Стили общения матери и сына с окружающими сильно различались, и это проявилось в том, как они распределили между собой роли хозяев в отношении гостей Макса, о чем свидетельствует их поведение на террасе. В известной степени такая ролевая игра была результатом своеобразного сговора, поскольку каждый из них привносил в дело ведения совместного хозяйства то, что мог. Однако порой она отражала и борьбу, которую они вели за то, чтобы сгладить различия в своем характере и поведении, которую оба выражали посредством театрального преувеличения. Например, в тот день за обедом (обед представлял собой один из центральных моментов бытового общения в жизни кружка) Елена Оттобальдовна строго и точно распределяла порции между всеми сидящими за столом. Тем временем Макс дал волю тому, что, вполне возможно, чувствовали остальные, – естественному нетерпению и волнению людей, предвкушающих пищу:
– Ма-а-ма! Если можно – мне без очереди! Я не могу ждать!
Я очень хочу!
Елена Оттобальдовна – в свою очередь – разыгрывала суровую справедливость:
– Все получат по очереди!
– Но я, мама, не могу ждать! Не в силах.
– Тогда ты получишь последним!
Но дележ кончился благополучно. Мы тоже получили – каждый свою долю [там же: 275].

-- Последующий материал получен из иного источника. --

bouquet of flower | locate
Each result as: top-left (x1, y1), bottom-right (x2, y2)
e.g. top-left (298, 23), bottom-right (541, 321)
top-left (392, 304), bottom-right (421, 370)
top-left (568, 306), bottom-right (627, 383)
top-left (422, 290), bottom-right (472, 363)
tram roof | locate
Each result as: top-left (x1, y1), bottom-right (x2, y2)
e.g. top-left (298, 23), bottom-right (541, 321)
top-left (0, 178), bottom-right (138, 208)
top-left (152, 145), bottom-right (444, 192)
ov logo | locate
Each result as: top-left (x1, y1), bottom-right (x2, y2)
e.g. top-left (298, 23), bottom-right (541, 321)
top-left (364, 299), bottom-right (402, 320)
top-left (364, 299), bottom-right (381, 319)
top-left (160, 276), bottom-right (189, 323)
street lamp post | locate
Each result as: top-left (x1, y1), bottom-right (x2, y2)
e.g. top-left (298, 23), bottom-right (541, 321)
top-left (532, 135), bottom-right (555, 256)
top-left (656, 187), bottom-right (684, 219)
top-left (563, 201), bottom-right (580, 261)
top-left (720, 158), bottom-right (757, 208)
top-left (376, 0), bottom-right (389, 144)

Подобные юмористические ролевые игры, не раз упоминаемые в мемуарах и отражающие проблемы власти в доме, являются одним из свидетельств того, каким образом Макс снимал напряженность в отношениях с матерью. Но этим особенности Елены Оттобальдовны и Макса как хозяев и личностей никоим образом не исчерпывались. Многим из их гостей удавалось разглядеть за строгой мужественной внешностью Елены Оттобальдовны довольно застенчивую и ранимую, иногда несчастную женщину; некоторые, например сестры Цветаевы, сблизились с ней, открыв для себя ее теплоту и душевную щедрость. С другой стороны, Макс умел проявлять твердость в вопросах дисциплины: так, когда юные Эфроны оставили на пляже книгу из его обширной библиотеки, он установил правило, запрещавшее впредь кому бы то ни было выносить его книги за пределы библиотеки – их можно было читать только там. Не помогли ни жалобы, ни моральный шантаж со стороны упрямых Эфронов («Ну, Макс! Ты просто-напросто заядлый собственник.
В реальности за выраженной в игровой форме поляризацией манер скрывалось твердое единство в вопросах ведения домашнего хозяйства. Возможно, Макс и Елена Оттобальдовна время от времени серьезно расходились во взглядах на домашние дела, но в воспоминаниях, написанных их гостями, я нигде не нашла намеков на это. Если между хозяином и хозяйкой и случались серьезные размолвки, то они, по-видимому, этого не афишировали. Такой единый фронт был абсолютно необходим для управления домом, хозяйством, в котором часто оказывались такие разные, сложные и даже довольно тяжелые люди. Их успешное партнерство, какие бы проблемы они ни испытывали на начальном этапе, было одной из самых привлекательных черт кружка.
Однако он обладал и другими привлекательными сторонами: например, проявившейся летом 1911 года живой театральной культурой, которая на этой окраине «цивилизованной» России зачастую носила выраженный карнавальный оттенок и обладала реальным потенциалом для самопреобразования ее участников в духе коммунитас[116]
. Мы расстались с Анастасией Цветаевой, когда по приезде в Коктебель на пороге дома ее с распростертыми объятиями встретили Макс и ее сестра Марина; как нам известно, в доме находились еще шестеро молодых гостей, с которыми ей предстояло познакомиться: Фейнберги, Мария Гехтман и Эфроны. В своих воспоминаниях Анастасия упоминает о встрече с Фейнбергами, но о том, что в тот первый день она увиделась с Елизаветой, Верой и Сергеем Эфронами, там не говорится ни слова[117]. Вместо этого она столкнулась с необыкновенным маскарадом, посредством которого домочадцы Волошина сговорились морочить ей голову до следующего утра.